A dream many of us over the years had involve having head computers of one kind or another implanted. Augmentations of our existing capabilities, replacements for damaged sectors, direct neural interface with other computers, encrypted partitions for carrying data, brand new functionality - you name it, chances are there's a geek out there who'd love to beta test it. One of the problems at the moment, however, is a distinct lack of space inside the cranium. When you get right down to it there isn't a whole lot of wiggle room inside your skull. Layering circuitry on the surface of the brain beneath the meninges might work up to a point but it's probable that things are going to shift around a bit, and at best you'll start seeing thin spots or even holes worn into the membranes (to say nothing of lacerations on your favorite brain). You could always squish wiring into the grey matter but you'd be disrupting many thousands of delicate neural connections if you did. If you knew ahead of time the particulars of someone's gyri and sulci it might be possible to fabricate circuitry custom-molded to fit into them. You could always excise bits and pieces of the host brain to make room for circuitry, but then you'd effectively be performing a fractional lobotomy on the subject.

Or, you could make the implants so small that you really wouldn't have to worry about how much space you had.

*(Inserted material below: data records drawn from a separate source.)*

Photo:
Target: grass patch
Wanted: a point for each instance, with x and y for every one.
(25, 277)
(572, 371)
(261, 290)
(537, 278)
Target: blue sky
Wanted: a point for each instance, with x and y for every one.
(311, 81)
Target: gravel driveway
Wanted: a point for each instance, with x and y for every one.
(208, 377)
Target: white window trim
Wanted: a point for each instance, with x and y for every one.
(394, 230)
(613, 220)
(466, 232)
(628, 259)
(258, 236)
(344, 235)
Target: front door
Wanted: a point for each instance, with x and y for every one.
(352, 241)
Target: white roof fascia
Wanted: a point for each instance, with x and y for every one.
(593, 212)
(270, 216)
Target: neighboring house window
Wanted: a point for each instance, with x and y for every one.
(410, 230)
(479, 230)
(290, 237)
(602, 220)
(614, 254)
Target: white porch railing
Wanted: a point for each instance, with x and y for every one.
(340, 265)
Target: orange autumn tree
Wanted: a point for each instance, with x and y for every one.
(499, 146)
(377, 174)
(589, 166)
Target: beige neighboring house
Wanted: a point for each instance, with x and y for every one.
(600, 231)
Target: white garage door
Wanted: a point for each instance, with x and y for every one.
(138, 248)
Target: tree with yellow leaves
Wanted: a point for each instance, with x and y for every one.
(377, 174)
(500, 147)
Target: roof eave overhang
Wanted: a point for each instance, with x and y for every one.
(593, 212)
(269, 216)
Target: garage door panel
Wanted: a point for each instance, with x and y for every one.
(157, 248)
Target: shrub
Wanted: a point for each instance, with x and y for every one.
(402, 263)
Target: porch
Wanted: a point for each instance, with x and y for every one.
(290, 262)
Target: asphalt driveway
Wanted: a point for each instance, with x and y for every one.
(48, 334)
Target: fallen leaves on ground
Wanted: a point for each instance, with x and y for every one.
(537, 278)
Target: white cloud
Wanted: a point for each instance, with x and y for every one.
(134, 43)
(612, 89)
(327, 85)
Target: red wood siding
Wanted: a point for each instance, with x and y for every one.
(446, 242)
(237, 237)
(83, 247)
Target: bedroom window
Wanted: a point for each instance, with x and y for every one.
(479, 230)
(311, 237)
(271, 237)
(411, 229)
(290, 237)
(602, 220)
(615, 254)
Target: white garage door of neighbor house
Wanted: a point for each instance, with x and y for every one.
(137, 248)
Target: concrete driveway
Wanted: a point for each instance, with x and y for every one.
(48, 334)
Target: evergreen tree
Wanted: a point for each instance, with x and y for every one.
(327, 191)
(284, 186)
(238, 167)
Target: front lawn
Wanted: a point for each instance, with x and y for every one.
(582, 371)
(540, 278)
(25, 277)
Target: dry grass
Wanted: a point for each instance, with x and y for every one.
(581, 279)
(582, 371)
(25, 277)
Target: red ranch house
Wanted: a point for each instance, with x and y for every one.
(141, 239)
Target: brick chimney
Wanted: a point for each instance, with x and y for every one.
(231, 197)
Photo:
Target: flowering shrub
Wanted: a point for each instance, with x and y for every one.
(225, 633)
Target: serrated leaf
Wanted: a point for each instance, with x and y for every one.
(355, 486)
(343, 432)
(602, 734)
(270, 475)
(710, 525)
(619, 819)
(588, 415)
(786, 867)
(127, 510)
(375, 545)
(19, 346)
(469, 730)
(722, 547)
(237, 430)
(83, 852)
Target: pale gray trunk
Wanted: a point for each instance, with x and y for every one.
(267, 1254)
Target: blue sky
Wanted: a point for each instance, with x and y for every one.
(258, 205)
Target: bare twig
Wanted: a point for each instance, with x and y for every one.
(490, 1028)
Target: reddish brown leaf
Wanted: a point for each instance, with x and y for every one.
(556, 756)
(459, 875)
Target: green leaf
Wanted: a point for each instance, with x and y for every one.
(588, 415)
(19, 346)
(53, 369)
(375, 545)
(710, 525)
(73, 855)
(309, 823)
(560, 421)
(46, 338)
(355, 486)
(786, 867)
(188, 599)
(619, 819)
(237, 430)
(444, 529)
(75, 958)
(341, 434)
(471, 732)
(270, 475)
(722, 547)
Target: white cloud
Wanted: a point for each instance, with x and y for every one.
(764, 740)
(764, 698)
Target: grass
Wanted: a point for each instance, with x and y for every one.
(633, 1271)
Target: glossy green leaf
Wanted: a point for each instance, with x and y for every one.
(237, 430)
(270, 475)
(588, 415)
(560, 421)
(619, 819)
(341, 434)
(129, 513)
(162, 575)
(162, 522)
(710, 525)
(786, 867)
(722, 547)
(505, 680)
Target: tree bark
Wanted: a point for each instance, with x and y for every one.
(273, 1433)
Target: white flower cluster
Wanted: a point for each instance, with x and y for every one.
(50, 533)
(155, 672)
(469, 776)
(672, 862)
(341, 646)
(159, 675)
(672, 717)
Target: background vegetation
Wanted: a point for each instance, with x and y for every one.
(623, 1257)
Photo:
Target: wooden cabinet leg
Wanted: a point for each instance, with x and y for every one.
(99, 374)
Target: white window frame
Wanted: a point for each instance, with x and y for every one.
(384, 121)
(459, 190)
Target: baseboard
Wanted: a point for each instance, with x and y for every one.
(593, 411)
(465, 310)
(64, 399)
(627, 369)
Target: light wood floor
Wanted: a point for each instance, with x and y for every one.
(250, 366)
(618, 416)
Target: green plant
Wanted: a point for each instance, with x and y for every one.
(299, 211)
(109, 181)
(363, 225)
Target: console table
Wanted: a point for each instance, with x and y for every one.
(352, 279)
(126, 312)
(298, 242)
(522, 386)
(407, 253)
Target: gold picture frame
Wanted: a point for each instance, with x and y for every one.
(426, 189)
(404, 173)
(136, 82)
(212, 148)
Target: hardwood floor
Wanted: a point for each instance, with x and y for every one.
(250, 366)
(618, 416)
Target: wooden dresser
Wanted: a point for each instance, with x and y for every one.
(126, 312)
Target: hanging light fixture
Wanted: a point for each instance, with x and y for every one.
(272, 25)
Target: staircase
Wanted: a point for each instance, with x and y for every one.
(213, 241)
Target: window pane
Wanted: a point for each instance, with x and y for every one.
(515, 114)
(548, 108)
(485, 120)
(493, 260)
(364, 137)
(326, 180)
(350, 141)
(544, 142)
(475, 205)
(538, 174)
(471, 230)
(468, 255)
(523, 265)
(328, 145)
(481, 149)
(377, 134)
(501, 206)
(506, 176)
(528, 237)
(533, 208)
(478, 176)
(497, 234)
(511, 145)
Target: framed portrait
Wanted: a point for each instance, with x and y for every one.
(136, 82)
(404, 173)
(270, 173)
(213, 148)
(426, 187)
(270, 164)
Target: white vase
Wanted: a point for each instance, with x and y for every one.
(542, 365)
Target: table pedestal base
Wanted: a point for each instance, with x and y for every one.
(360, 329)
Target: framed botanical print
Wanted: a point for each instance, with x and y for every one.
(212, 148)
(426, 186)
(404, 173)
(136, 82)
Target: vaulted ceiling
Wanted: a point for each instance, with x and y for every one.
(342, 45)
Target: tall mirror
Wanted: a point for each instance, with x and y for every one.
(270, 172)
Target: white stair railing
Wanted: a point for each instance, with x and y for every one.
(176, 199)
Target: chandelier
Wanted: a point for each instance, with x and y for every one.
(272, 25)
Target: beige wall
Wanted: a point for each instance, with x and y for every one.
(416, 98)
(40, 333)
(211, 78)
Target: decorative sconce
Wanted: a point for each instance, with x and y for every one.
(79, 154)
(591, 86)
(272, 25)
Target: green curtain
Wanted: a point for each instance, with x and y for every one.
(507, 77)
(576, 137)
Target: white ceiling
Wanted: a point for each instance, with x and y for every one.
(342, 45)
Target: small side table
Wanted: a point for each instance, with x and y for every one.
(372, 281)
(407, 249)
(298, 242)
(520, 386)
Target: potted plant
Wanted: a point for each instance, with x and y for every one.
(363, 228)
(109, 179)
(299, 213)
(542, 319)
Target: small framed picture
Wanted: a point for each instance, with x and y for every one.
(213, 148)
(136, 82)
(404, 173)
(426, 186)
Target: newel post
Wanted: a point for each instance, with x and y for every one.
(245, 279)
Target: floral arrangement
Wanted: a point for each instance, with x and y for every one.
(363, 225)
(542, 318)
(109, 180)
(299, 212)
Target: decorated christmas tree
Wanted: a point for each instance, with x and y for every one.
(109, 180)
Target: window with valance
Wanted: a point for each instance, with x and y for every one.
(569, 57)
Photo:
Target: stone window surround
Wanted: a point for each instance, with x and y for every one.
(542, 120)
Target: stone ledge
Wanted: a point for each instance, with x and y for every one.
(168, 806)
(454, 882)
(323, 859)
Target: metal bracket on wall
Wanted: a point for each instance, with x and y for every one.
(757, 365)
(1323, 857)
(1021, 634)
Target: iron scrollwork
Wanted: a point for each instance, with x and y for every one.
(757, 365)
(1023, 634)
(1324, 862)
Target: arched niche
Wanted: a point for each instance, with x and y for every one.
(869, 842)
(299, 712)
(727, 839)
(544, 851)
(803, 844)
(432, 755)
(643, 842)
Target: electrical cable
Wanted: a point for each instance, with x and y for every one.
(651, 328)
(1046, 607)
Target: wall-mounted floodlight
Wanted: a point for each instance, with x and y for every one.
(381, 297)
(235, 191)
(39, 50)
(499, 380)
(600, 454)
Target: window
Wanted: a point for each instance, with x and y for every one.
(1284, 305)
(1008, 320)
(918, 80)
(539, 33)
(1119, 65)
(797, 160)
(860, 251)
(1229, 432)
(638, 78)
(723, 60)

A research team consisting of scientists from Harvard University and the MITRE Corporation announced that they have just constructed the world's first programmable nanoscale CPU. 960 millionths of a meter on a side, the processor is comprised of a lattice of metallic and semiconducting wires that, when current is applied, functions as a network of logic gates. Right now they've got enough horsepower to perform basic computational operations, but you'd be amazed at what you could accomplish with some elementary arithmetic and a few choice logical operators. Even better, these nanoprocessors are more scalable than today's commodity CPUs (probably due to their comparative simplicity) so you can hook together as many as you care to and they'll function in concert. Oh, and did I neglect to mention that their data storage is non-volatile? Yes, whatever values you store in memory stay there even when the power is turned off.

If that development's not enough to flip your bits, the field of implantable neural prosthetics is beginning to take off. In 2003 we saw the development of the first artificial hippocampus, which serves to replace some of the functions of long-term memory storage, some emotions, mood, and other things (though it's not yet really being used anywhere outside of laboratories yet). Braingate, the first direct neural interface was unveiled in 2008. Braingate was designed to allow users to send commands to external computers to indirectly control portions of their bodies where communication was lost due to disease, damage, or injury. Just a few days ago it was announced that Dr. Eberhard Fetz of the University of Washington at Seattle is the recipient of a $1mus, three year Keck Foundation grant to continue his work on implantable neuroprosthetics. Dr. Fetz's work involves directly interfacing processors with living brain tissue; the self-contained computers are fully implantable and used to record and play back patterns of neural activity from one area of a brain into another. One of the practical results shown in his research thus far is that experimental primates are able to use the implants to bypass damaged or anesthetized nerves to move limbs more or less normally. Other aspects of his work involve inducing or manipulating neuroplasticity, the phenomenon of networks of cortical neurons reorganizing and reprogramming themselves to carry out new tasks.

Remember, everyone: You want the first x.y release of these implants after the first DefCon after they hit the market.